L’idée qui préside dans les deux cas est de protéger les banques de dépôts, et de laisser les financiers risquer par ailleurs leur propre argent et celui de ceux qui leur confient. Non sans candeur, car le secteur financier régulé et le monde du shadow banking sont reliés par de nombreuses passerelles, et cette séparation est illusoire. Les banques étant les premières à s'appuyer sur la difficulté de séparer leurs activités pour mieux la refuser.

Le shadow banking, ce grand oublié...

Le secteur du shadow banking est par ailleurs le grand absent du dispositif.
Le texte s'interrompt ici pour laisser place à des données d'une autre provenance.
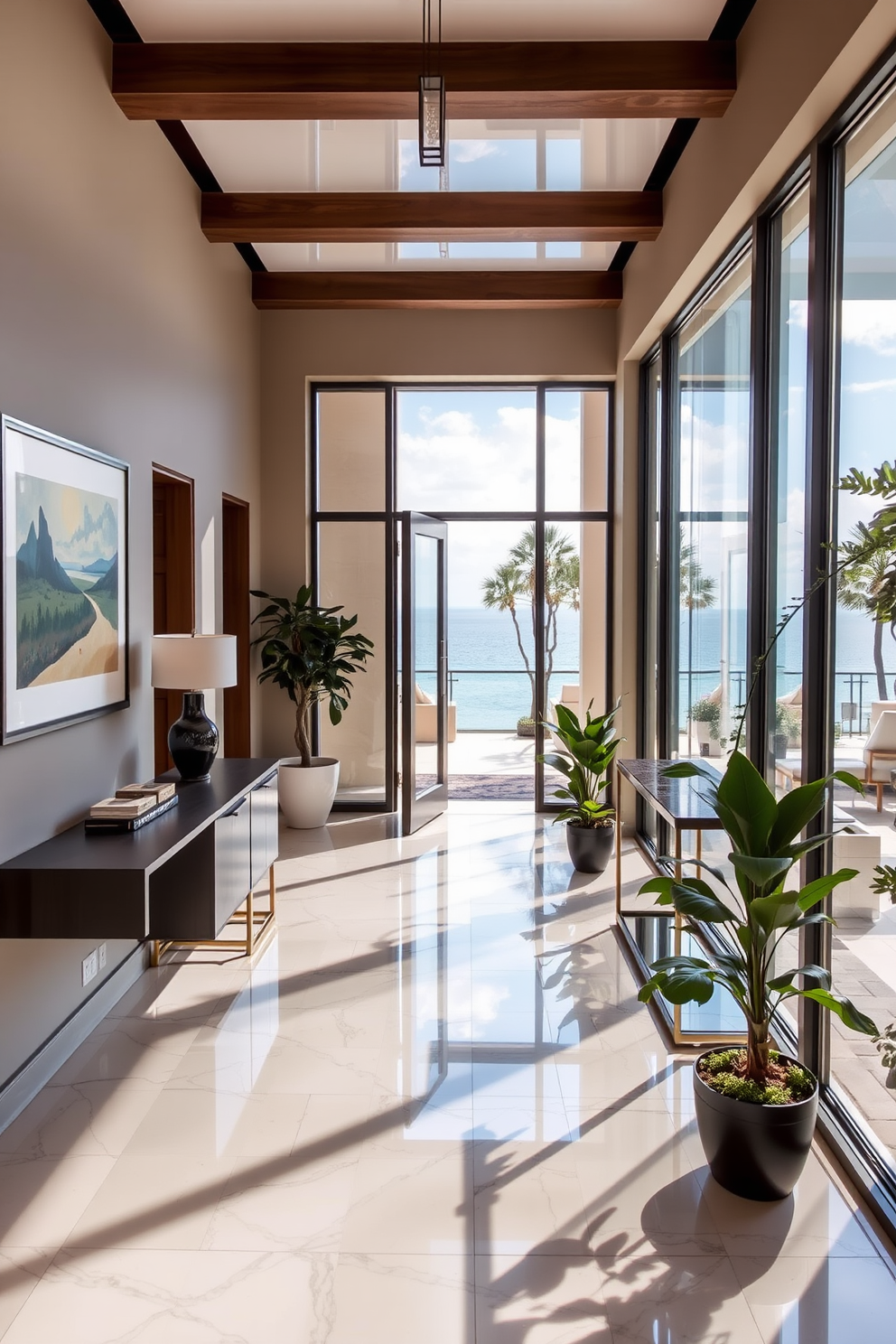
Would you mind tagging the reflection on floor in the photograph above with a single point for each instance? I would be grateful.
(432, 1112)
Selon la Federal Reserve américaine, il est estimé que ce monde non régulé brassait en 2008 vingt mille milliards de dollars, à comparer avec les onze mille milliards du secteur bancaire régulé.

Les chiffres du FSB (Conseil de stabilité financière) sont encore plus impressionnants, le secteur étant passé de 27 mille milliards de dollars en 2002 à 60 mille milliards en 2007. Les gigantesques écarts relevés entre ces estimations reflètent plus que toute autre démonstration l’opacité extrême de ce secteur financier, par ailleurs prédominant. 
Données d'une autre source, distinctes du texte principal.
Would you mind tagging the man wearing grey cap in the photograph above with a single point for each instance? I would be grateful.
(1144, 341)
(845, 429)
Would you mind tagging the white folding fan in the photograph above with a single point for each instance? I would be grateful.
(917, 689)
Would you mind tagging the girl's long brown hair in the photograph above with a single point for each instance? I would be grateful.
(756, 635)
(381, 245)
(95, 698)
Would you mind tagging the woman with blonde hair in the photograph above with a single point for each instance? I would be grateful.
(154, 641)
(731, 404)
Certes, le G20 de Séoul a donné mandat au FSB pour présenter des recommandations afin de mieux encadrer la finance grise, mais il faudra attendre la fin de l’année prochaine pour en prendre connaissance. Renforcer la surveillance et la régulation de la myriade d’entités de toutes natures actives au sein de ce monde inconnu est plus qu’un pari difficile, c’est un véritable défi !
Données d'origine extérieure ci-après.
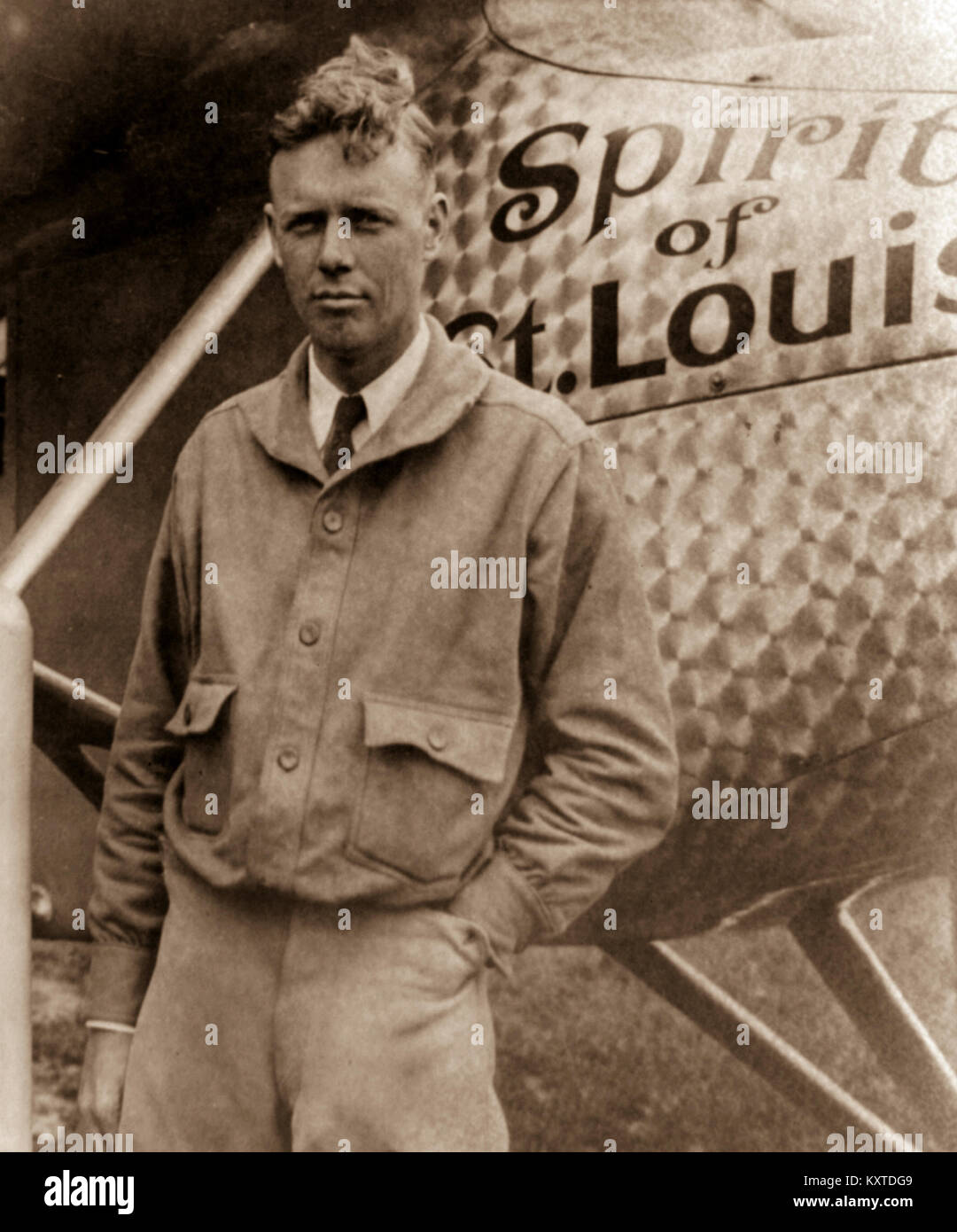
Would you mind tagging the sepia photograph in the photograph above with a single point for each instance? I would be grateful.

Les paradis fiscaux sont, avec les hedge funds, les principaux symboles du shadow banking. Dénommés dans le jargon de l’OCDE « juridictions non coopératives », leur liste officielle a fondu comme neige au soleil à la faveur d’un artifice qui leur a permis de signer entre eux des accords de coopération juridique, douze étant requis pour en être rayé.

Menée par l’OCDE, la bataille pour la transparence financière et fiscale, que son secrétaire général Angel Gurria présente comme en passe d’être gagnée, ne serait-elle pas un trompe l’œil ? Pour mémoire, il est estimé que 55% du commerce international et 35% des flux financiers passent par les paradis fiscaux, d’après l’avocat fiscaliste Edouard Chambost. Les deux tiers des hedge funds y seraient domiciliés, selon Daniel Lebègue, président de Transparence Internationale France et ancien directeur du Trésor.

Mettre bout à bout les grands chapitres de la régulation financière aboutit à un constat peu réjouissant : le monde financier continue pour l’essentiel de fonctionner comme avant, et les proclamations définitives des G20 qui se succèdent ne constituent qu’un faible viatique pour ceux qui les adoptent.